Southwest Brands, parent company of Garduño’s and Keva Juice, has put $100,000 into escrow as part of its plan to buy Flying Star’s ongoing business, according to a new filing in the cafe chain’s Chapter 11 case in U.S. Bankruptcy Court.
Paul Fish of Modrall Sperling, the attorney who filed the reorganization plan on behalf of Flying Star’s unsecured creditors committee, said he believes such creditors would end up with more money under this plan than the competing plan recently submitted by Flying Star’s founders and owners Jean and Mark Bernstein.
The Bernsteins’ attorney, James Askew, disagreed, saying Wednesday that the unsecured creditors would fare better under the Bernsteins’ plan.
Under the plan that Fish filed Tuesday, the creditors would form a “sale and collection committee” to take over Flying Star and put it up for auction. Southwest Brands has agreed to bid $2.5 million, according to the documents. The money would allow Flying Star to immediately pay administrative costs associated with the bankruptcy case and cover some other claims against Flying Star — including taxes and debts owed to secured creditors, like lenders — in full.
Unsecured creditors with an estimated $3.7 million worth of claims would share the remaining amount of about $1.1 million, Fish said in an interview. However, he said they could eventually get more money since the plan allows creditors to seek additional funds believed to be owed to Flying Star from the Bernsteins and Satellite Coffee.
While the Bernsteins and some of their other businesses have their own claims against Flying Star, the creditors plan to challenge those so-called “insider claims, according to their plan.

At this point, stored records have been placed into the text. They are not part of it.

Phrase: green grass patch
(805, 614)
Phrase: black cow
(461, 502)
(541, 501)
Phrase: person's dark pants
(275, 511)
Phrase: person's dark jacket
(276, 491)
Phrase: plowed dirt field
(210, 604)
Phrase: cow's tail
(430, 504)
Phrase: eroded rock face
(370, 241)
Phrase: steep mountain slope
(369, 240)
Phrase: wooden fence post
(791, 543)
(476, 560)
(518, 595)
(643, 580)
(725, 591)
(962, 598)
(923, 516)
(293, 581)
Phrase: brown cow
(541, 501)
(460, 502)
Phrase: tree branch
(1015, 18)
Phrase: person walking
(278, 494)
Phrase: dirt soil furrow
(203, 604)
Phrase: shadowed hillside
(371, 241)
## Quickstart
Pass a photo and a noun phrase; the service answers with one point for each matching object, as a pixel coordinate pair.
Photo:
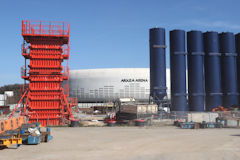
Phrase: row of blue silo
(212, 69)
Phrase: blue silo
(157, 64)
(228, 69)
(195, 71)
(178, 70)
(212, 68)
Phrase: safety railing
(44, 28)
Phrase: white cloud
(215, 24)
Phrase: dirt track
(132, 143)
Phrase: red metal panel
(46, 45)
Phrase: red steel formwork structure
(46, 46)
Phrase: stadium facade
(105, 85)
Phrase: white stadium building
(105, 85)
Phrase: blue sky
(109, 33)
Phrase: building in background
(106, 85)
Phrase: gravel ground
(132, 143)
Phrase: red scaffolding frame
(46, 46)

Tug Herig, president of Southwest Brands, said should his company succeed in purchasing Flying Star, the plan is to keep the six-location chain in operation and even to “rehire” the chain’s existing employees. Herig described Flying Star as a strong New Mexico brand that he and partners Jim Long and Jack Harney want to carry forward. “We see an opportunity to take a New Mexico business and protect it and keep it around for years to come,” he said.
But the Bernsteins do not appear ready to give it up, having filed their own reorganization plan with the court that would keep them in control. Under their proposal, filed last month, the Bernsteins would surrender all existing equity in the company and their individual financial claims against it and put in an extra $1.5 million. They would pay some creditors in full immediately, some others in full on an installment basis and have $790,101 left to pay unsecured creditors.
Once the court approves the plans’ associated disclosure statements, creditors will get to vote on the plans. The judge has the ultimate authority to confirm a plan. Fish said such a possible confirmation is likely at least three months away.